Кольцо прижал пищаль к груди, поклонился низко и сказал в ответ
только одно слово: "Спасибо". Больше сказать ничего он не мог - такое
глубокое волнение охватило его.
Во дворе оружничий оповестил казаков:
- Наказано великим государем везти вас на поле и показать пушечную
стрельбу. В Кремле поджидают вас.
- Айда-те! - скомандовал Иванко и ввалился в сани.
Казаки подоспели во-время. Из Кремля показался длинный поезд из
крытых боярских возков, обделанных тиснеными кожами. Впереди рядами
выступали несколько тысяч пищальников в алых кафтанах. У каждого на левом
плече длинная пищаль, а в правой руке-фитиль. Среди бояр на белоснежном
жеребце ехал царь, облаченный в парадные одежды. Голову царя покрывала
бобровая шапка, красный верх которой был расшит жемчугом и самоцветами.
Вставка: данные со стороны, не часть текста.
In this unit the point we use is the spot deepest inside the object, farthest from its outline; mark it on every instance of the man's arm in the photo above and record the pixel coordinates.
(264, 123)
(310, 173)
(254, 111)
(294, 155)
Толпы народа теснились вдоль улицы. Глашатаи на рысистых конях, с бичами в
руках, расчищали проезд.
Иван Васильевич кланялся народу, который жался к заборам, лепился на
крышах, воротах и выглядывал из калиток.
Лихой окольничий на рыжем коне, завидя казаков, пристроил их к
боярам. Через Москву двигались медленно. Зимнее солнце то вспыхивало
пожаром на слюдяных окнах, то искрилось синеватыми огоньками на алебардах,
кольчугах и шлемах.
Вот и широкое ровное поле, сверкающее снежной парчой, опоясанное
вдали темным ельником. Впереди темнели высокие деревянные срубы, набитые
доверху землей и камнями. У края поля тянулись невысокие подмостки, перед
которыми наставлены ледяные глыбы.
Царь взобрался на возвышение, уселся в кресло. Пищальники той порой
заняли высокие подмостки. Грозный взмахнул платком, и разом заныли пули.
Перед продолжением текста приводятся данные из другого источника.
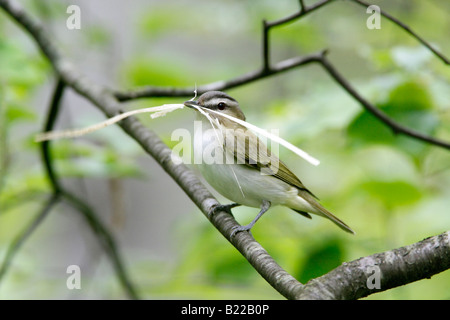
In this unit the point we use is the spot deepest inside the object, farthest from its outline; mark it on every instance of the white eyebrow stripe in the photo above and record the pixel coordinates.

От льда полетели со звоном осколки. Пороховой дым потянулся над полем.
Пищальники стреляли метко и дружно.
Кольцо не устоял на месте. Ему самому хотелось показать сноровку.
Видя довольное, разрумяненное морозом, лицо царя, он смело подошел к
возвышению и поклонился Ивану Васильевичу:
- Дозволь, батюшка государь, и мне показать удаль?
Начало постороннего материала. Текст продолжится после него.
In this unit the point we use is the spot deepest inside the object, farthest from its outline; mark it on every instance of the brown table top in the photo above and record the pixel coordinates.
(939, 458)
Царь благосклонно кивнул головой. Казак легко взбежал на подмостки и,
припав на колени, с хода стрельнул из пищали по ледяной глыбе. Синие
искорки брызнули из под пули, глыба раскололась звонко и, сверкнув
зелеными гранями, распалась на кусочки.
Грозный улыбнулся и сказал окольничему:
- Добрый стрелок. Вон кол вбит, пусть шапку накинут...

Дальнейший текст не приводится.